After graduating from the University of Calgary I had an opportunity to visit China in the 1980’s (this was China long before it became an economic powerhouse). I was shocked at the suffering, the poverty and the general living conditions. China opened my eyes to the living conditions that half the world lived in. For months I couldn’t get the images of what I saw out of my head. I made a promise to myself that when I returned to Canada I would do something. For awhile I sponsored children in different third world countries and donated to third world causes but that somehow never seemed enough and those early child hood discussions of Africa I had were always in the back of my head.

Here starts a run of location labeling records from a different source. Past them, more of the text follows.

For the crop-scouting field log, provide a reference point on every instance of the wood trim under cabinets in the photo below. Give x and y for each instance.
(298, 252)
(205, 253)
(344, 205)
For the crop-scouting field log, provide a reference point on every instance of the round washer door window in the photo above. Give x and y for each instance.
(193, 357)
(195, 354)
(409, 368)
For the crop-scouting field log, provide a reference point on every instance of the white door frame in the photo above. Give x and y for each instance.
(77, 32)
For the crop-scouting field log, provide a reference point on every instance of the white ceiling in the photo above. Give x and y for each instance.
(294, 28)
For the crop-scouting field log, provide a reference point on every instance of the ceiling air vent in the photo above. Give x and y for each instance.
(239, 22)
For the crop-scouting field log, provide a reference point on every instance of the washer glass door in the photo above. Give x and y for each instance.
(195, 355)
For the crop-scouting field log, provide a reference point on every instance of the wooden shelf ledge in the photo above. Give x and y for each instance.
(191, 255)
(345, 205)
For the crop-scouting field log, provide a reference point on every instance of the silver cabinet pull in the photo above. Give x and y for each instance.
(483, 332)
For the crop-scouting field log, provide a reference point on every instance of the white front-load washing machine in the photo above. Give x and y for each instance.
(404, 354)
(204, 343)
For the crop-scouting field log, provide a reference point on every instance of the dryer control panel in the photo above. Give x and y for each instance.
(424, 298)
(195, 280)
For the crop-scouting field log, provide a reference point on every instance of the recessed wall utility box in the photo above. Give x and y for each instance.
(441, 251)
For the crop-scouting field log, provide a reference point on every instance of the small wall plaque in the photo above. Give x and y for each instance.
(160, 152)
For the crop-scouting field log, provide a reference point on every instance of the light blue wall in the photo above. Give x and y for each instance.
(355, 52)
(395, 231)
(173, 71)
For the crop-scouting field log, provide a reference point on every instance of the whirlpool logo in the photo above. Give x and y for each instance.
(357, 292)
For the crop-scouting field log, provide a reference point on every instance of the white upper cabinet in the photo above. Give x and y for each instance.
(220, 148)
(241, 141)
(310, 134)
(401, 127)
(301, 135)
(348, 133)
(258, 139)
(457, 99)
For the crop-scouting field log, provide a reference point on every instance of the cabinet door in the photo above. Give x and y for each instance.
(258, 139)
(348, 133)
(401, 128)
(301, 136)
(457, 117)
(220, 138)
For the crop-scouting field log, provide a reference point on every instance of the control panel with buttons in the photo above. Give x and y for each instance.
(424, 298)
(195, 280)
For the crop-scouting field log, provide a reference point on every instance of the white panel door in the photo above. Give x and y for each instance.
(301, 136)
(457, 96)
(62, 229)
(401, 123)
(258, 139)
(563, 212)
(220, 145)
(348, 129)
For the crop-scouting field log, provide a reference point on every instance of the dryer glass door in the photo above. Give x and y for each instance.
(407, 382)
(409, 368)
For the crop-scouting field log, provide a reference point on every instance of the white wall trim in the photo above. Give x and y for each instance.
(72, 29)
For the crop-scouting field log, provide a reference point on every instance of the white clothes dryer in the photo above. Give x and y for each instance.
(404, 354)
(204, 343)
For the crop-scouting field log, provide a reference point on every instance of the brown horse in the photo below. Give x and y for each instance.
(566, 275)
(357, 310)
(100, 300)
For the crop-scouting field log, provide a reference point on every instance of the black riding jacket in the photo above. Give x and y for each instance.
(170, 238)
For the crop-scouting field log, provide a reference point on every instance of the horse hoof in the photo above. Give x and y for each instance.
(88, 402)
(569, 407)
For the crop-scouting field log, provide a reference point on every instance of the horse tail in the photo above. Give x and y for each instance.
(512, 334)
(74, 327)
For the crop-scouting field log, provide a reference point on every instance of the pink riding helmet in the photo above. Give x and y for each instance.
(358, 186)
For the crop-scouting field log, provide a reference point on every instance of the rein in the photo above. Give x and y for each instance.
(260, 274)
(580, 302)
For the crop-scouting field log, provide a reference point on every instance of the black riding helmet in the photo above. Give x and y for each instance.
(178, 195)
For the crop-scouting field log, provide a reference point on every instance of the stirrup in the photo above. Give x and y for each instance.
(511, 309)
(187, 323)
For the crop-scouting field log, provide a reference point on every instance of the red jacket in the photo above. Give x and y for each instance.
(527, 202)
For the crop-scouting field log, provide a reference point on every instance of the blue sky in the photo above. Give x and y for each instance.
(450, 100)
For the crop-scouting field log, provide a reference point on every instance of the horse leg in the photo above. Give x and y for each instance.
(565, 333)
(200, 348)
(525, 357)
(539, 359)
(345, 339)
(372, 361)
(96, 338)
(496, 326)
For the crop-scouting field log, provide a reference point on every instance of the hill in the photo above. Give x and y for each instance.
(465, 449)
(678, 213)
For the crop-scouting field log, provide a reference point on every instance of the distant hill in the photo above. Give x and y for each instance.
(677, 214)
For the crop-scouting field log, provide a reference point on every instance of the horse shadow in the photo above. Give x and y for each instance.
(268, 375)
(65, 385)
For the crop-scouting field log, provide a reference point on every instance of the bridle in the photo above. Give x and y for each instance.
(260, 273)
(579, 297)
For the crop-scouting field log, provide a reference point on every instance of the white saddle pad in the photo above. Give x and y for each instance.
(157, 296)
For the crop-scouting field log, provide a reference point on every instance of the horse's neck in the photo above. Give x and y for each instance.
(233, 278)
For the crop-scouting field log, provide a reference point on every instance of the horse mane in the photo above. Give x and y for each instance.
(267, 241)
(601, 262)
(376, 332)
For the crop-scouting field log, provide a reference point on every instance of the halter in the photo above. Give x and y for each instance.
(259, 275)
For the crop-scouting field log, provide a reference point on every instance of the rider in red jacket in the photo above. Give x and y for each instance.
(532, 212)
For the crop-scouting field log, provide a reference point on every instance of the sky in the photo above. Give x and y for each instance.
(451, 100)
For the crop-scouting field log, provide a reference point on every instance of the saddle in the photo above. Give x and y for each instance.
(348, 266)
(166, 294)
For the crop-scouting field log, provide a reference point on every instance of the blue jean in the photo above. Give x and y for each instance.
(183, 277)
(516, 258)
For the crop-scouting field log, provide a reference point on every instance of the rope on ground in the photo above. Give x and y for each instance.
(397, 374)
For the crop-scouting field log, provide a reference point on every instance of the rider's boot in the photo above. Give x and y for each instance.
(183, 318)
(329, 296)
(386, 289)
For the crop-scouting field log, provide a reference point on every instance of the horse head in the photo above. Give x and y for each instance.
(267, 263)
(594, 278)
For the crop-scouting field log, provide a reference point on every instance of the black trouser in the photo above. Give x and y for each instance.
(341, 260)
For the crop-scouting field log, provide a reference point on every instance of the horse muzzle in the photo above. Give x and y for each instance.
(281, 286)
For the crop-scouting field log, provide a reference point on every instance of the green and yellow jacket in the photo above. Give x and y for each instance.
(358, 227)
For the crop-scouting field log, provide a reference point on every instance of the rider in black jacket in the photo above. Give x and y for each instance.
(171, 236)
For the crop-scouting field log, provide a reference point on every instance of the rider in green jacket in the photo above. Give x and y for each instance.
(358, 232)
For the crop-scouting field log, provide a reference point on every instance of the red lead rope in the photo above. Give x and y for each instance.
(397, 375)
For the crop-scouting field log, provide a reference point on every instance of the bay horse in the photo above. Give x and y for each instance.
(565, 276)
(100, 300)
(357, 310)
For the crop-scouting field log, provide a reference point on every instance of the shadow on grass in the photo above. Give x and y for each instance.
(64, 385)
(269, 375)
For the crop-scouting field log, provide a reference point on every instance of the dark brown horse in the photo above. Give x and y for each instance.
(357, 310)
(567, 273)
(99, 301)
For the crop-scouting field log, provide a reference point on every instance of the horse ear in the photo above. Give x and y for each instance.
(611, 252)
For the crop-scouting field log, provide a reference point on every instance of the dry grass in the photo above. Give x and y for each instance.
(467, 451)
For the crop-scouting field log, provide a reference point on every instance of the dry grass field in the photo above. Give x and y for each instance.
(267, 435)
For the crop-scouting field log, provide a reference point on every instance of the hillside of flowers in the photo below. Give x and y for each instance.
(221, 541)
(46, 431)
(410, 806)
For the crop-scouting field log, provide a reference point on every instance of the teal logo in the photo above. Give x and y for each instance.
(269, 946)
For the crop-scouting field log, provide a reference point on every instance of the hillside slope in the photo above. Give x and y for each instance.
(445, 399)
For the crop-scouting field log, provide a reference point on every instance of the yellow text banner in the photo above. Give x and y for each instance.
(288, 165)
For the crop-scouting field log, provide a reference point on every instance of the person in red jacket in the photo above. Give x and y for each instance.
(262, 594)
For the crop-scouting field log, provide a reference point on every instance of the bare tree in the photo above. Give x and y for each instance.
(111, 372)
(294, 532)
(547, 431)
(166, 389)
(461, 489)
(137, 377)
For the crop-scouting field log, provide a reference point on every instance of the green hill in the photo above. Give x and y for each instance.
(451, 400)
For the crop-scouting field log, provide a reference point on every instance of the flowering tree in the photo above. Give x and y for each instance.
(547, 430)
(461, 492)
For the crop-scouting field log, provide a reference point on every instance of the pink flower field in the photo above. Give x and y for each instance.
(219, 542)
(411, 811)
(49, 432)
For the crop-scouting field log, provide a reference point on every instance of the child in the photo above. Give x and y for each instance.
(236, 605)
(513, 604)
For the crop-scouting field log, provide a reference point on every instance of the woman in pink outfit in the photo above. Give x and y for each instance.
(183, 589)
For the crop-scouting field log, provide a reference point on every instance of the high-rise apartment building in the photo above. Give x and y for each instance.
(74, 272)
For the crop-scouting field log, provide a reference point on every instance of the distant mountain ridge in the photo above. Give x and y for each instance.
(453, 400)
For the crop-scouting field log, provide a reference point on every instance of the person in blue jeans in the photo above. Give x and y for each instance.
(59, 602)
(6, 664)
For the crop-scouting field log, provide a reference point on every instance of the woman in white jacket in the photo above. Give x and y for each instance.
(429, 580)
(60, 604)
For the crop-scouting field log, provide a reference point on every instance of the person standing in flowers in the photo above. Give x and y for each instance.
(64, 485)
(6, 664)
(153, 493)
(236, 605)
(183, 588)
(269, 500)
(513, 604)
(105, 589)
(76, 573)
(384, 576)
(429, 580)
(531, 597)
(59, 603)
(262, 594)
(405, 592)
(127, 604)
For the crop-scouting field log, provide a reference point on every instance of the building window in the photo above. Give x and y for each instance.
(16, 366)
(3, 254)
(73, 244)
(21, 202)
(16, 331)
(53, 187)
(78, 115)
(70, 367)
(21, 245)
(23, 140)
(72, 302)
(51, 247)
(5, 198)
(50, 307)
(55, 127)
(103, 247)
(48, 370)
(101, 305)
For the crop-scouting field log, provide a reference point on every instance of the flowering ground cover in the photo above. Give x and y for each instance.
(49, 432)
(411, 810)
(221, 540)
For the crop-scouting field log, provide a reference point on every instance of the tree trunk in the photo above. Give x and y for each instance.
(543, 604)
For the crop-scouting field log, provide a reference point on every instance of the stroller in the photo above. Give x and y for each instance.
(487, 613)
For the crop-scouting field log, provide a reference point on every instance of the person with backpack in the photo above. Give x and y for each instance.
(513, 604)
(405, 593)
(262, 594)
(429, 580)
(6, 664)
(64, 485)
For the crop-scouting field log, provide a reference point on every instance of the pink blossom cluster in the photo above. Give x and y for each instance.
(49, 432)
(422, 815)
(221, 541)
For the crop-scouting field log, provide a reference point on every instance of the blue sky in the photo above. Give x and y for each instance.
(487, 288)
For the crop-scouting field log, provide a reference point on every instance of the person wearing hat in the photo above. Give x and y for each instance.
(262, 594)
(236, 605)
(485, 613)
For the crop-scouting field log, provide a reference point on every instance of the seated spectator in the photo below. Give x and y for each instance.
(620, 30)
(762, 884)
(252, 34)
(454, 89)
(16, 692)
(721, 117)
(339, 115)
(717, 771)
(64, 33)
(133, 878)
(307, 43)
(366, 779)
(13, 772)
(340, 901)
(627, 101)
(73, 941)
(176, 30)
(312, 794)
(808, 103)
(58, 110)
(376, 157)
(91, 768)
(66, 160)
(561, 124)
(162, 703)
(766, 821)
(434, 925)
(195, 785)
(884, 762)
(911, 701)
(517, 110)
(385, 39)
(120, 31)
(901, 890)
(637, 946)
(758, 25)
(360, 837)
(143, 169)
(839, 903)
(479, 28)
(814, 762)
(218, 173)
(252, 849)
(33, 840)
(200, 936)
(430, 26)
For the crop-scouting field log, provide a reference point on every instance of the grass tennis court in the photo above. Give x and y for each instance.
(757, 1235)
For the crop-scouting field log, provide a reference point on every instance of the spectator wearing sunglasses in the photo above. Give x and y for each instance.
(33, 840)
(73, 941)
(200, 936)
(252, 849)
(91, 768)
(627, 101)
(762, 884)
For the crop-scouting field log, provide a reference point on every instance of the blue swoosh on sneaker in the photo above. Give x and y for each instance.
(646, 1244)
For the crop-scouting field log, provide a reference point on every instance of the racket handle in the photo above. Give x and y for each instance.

When I met Helen at one the Social Justice Committee meetings at Deer Park Untied Church and she told me she wanted to send a container to Africa, the idea immediately resonated with me. It was a way to help first hand, a kind of roll-up your sleeves and dig in kind of help, and a way to see firsthand how giving people a hand –up can impact their lives. I felt that I had finally found a way to answer those childhood dreams of helping children in Africa.
I feel incredibly fortunate to work with such a wonderful leader as Helen, she is a true inspiration. I’m also very grateful for the many volunteers and supporters who have worked tirelessly to support the Malawi Project and look forward to their continuing assistance.
If you want happiness for an hour — take a nap.
If you want happiness for a day — go fishing.
If you want happiness for a year — inherit a fortune.
If you want happiness for a lifetime — help someone else.
Gerry Simon is a director and current Secretary of Heathy Lives International Society/ Malawi Water Project. A Calgary-based retired lawyer and teacher, his involvement with Biosand water filter projects began in Zimbabwe in 1999, working with the filter’s inventor, Dr. David Manz.
Jerry Timoffee is Treasurer for Healthy Lives International Society/Malawi Water Project. He has 40 years of business and financial management experience. Jerry holds a Chartered Professional Accountant (CMA) professional designation. In the past Jerry has travelled with not-for-profit organizations on projects to Kosovo and Nicaragua.
Tom Smillie has 35 years of financial management experience with more than 15 years as the senior finance executive for several companies. He has also managed non-financial areas including IT, human resources and supply chain management. Tom holds a Chartered Professional Accountant (CMA) professional designation and graduated from the University of Alberta with degrees in electrical engineering and business. He has a particular interest in international development and, in addition to his involvement with Healthy Lives International, he volunteers with other not-for-profits and is a board member with the Fig Tree Foundation.
Peggy Beswick is a member of Healthy Lives International Society/Malawi Water Project. In recent years, she has travelled to Malawi with her sister, Helen Timoffee, chairperson of Healthy Lives International to help and support. She strongly believes that clean water and proper sanitation are crucial in the development of strong productive communities.
Peggy is a retired Social Worker having worked in the fields of childcare and eldercare. She lives in Victoria, BC with her husband, Neil. She is fortunate to have her children and grandchildren living nearby.